The office of Matt Haney, a Democratic state Assemblymember from San Francisco, had reached out to her after CalMatters described her son’s passing in a special report on mental health insurance denials. The lawmaker asked her to testify on behalf of the bill to help prevent similar tragedies.
She initially hesitated.
Talking about what happened to Ryan was already so painful. And to a room full of strangers in suits? With a video recording going?
Insurance Refused to Cover After Three Days in Care
But Haney’s office explained that Assembly Bill 669 would prevent health plans from reviewing a patient’s eligibility to stay in substance use treatment for the first 28 days after an in-network provider first approved the treatment. Ryan’s health plan had declined to cover his stay at the treatment facility after just three days.
Dougherty knew what her son would want her to do.
In recent months, Dougherty made three trips up to the state Capitol to testify on behalf of Haney’s proposal and another insurance-related bill that would require health plans to report data about how often they deny treatment.
On those visits, she breathed deep, dabbed her eyes, told her story.
If talking about what happened to Ryan could change the law, it seemed worth it.
But what if the law didn’t change?
Insurers Oppose Bill
Insurers lobbied against it. The California Association of Health Plans, which opposed the bill, said via email that it could have led to patients remaining in treatment longer than necessary, and could have created openings for bad actors in a residential treatment industry they said was already beset with “widespread waste, fraud and abuse”.
Haney’s bill wasn’t the only one held by the Senate Appropriations Committee that Friday. The committee is the last check before a bill can go to a final Senate vote. It sometimes holds bills without explanation.
Of 425 bills that came before the committee, 309 were sent along to the Senate floor.
A representative of state Sen. Anna Caballero, the committee’s chairperson, did not immediately respond to an email and phone call requesting comment Monday. But the bill’s supporters have their own theories about the reasons for its demise.
Among them:
The state is in an extremely tough financial year, with revenue streams down and federal funding at risk. The Department of Managed Health Care’s estimate that the bill would cost more than $2 million a year — an amount Haney calls “less than budget dust” — certainly didn’t help its chances.
The health insurance lobby opposed the bill and the state agency that regulates most health plans didn’t offer its help.
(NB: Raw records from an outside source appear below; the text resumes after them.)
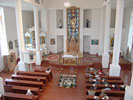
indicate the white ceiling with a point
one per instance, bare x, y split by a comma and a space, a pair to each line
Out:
11, 3
26, 6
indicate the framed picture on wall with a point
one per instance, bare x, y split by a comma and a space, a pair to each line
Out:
10, 45
94, 42
52, 41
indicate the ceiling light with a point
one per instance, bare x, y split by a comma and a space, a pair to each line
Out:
67, 4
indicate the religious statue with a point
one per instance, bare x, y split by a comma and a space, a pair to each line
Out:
73, 23
73, 29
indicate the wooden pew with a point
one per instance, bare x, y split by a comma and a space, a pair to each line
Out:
23, 90
100, 98
113, 93
106, 77
35, 74
31, 78
44, 71
118, 82
14, 96
25, 83
101, 86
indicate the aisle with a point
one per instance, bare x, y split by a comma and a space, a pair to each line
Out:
57, 93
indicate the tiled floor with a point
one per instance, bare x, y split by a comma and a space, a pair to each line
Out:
53, 92
57, 93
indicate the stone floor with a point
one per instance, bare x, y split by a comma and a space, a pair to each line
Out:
53, 92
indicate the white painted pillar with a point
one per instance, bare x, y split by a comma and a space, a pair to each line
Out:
37, 37
1, 86
100, 51
115, 67
65, 30
129, 90
19, 22
105, 56
81, 30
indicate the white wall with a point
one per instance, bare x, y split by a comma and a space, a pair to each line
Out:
28, 19
10, 24
94, 32
79, 3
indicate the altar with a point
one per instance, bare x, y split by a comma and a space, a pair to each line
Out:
71, 58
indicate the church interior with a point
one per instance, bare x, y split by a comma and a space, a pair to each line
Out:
66, 49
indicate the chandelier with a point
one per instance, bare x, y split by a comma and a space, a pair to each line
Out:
67, 4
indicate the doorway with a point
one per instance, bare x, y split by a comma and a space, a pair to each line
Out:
86, 44
60, 44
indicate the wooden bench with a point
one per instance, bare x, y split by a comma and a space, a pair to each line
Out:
113, 93
35, 74
14, 96
102, 86
106, 77
25, 83
23, 90
100, 98
44, 71
31, 78
118, 82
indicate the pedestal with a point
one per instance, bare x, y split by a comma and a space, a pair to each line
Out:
22, 66
128, 93
114, 70
38, 58
105, 60
1, 86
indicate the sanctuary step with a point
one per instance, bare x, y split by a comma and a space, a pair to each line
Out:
101, 98
17, 96
25, 83
35, 74
31, 78
113, 93
107, 77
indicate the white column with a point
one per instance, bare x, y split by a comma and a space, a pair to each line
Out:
65, 30
37, 37
115, 67
20, 35
81, 31
1, 86
100, 49
129, 90
105, 56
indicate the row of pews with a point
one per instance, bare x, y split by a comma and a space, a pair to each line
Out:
37, 82
98, 82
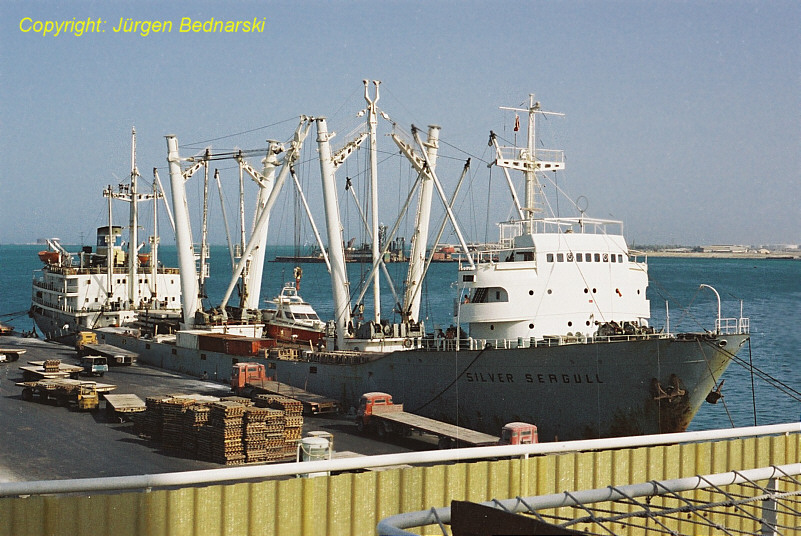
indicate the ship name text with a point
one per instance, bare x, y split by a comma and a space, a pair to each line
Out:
505, 377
A spokesperson for the Department of Managed Health Care said it didn’t take a position on the bill.

Or, perhaps, the bill’s proponents say, they just ran out of time.
Bill’s Demise Is ‘Devastating’
Haney called the bill’s loss “devastating.” He dismissed cost as a nonsensical “completely backward” reason for killing the bill.
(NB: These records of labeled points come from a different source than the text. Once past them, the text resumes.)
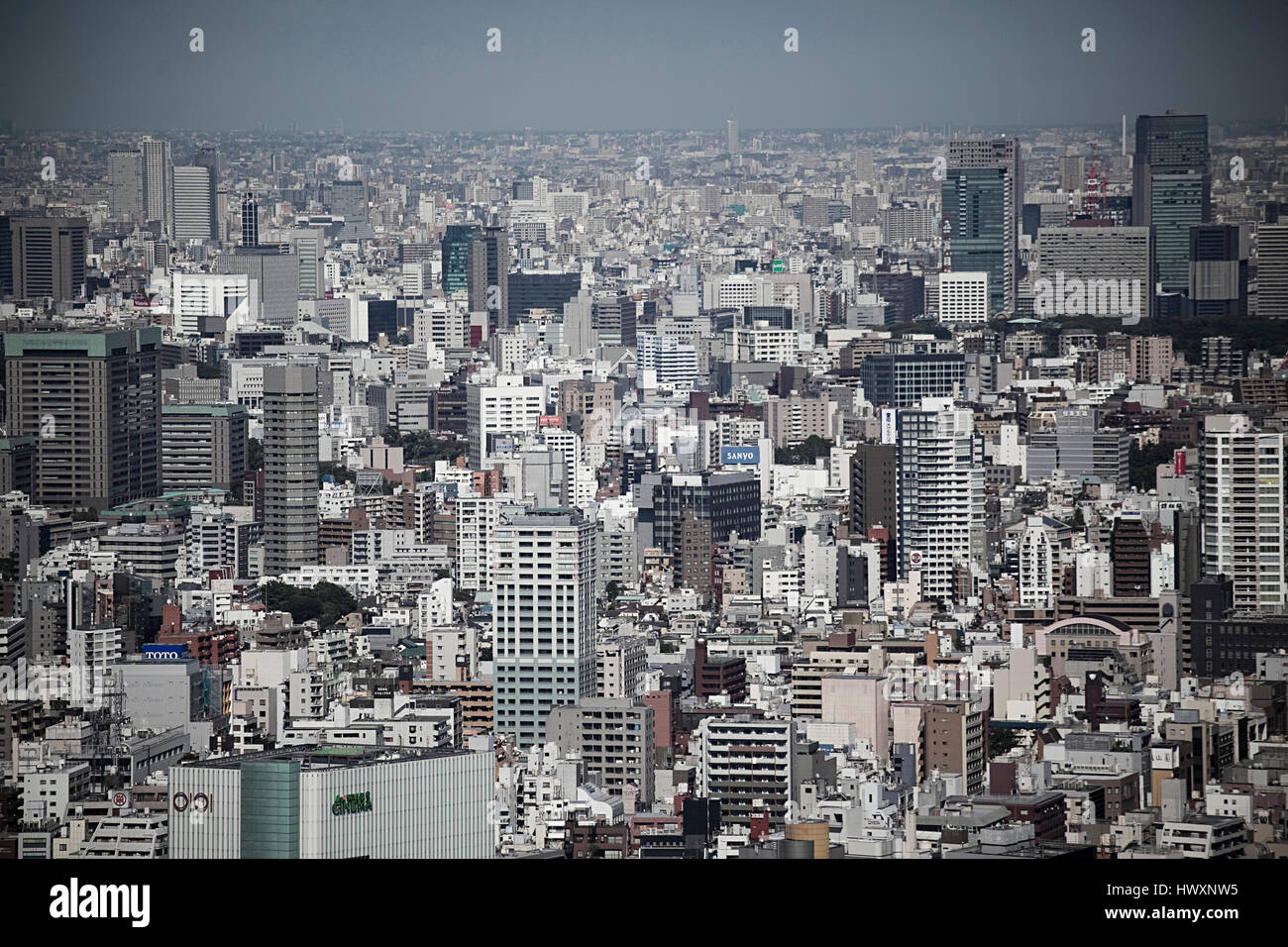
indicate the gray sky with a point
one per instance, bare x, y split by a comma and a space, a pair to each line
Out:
423, 64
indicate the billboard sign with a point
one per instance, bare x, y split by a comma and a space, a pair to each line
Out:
165, 652
739, 455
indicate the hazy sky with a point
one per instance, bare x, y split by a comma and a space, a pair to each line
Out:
423, 64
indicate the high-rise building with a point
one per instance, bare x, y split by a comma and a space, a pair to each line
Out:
746, 764
202, 446
192, 205
93, 402
125, 184
964, 298
954, 742
982, 198
343, 801
349, 200
48, 257
309, 247
1128, 554
1244, 528
874, 476
544, 617
275, 273
614, 320
613, 738
1273, 270
905, 379
940, 496
815, 213
250, 221
541, 290
728, 499
502, 410
290, 467
1171, 189
1219, 270
494, 247
159, 183
456, 254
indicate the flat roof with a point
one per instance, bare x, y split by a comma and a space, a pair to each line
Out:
330, 755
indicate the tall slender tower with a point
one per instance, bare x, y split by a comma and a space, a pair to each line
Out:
290, 467
207, 157
250, 221
159, 183
1171, 189
544, 617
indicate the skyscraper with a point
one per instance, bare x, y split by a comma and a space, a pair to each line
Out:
544, 617
192, 204
1244, 527
456, 250
290, 467
1219, 270
93, 402
496, 239
1273, 270
159, 183
48, 257
939, 496
1171, 189
125, 184
250, 221
982, 198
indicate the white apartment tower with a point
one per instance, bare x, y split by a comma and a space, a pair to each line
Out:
1243, 510
939, 495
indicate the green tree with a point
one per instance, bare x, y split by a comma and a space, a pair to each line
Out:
325, 603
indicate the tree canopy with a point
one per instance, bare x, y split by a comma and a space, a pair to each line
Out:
325, 602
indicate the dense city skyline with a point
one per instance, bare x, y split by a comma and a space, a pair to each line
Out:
669, 64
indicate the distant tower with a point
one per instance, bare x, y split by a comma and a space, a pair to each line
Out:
290, 467
159, 183
250, 221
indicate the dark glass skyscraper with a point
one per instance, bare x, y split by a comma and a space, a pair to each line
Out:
1171, 189
1219, 270
982, 197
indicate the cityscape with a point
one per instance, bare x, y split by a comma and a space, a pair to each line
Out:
883, 492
“When we don’t invest in treatment and we don’t get people off of drugs, there are astronomical costs to our state at every single level,” he said. “And so this is about investing in prevention, but it’s also simply holding private insurers accountable to Californians who should get the care they’re paying for.”
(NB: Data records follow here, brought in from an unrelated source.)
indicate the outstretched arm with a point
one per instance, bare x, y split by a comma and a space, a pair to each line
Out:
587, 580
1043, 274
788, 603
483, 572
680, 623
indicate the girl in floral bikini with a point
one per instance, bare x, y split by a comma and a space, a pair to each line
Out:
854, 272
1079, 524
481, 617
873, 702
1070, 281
He pointed to what he described as a pattern of bills being killed in the Legislature, ones that hold private health insurers to account.
“That’s a pattern that Californians should be deeply angry about,” he said.
Families like Ryan’s “have the courage to share their story and it’s painful and it’s traumatizing and they put hope that we will hear them,” he said. “And in this case the Legislature did not and so we have to move forward and we have to try again.”
Dougherty, for her part, had originally assumed the entire Legislature would have the chance to weigh in on the proposal before it was discarded, not just a small cadre of senators.
She felt frustrated. But also proud.
She had done her best to help make the experiences of families like her own a little more human for policymakers, a little less lost in talk of statistics and probabilities.
She remains prepared to keep telling her story.
“I will do it again,” she said. “For Ryan.”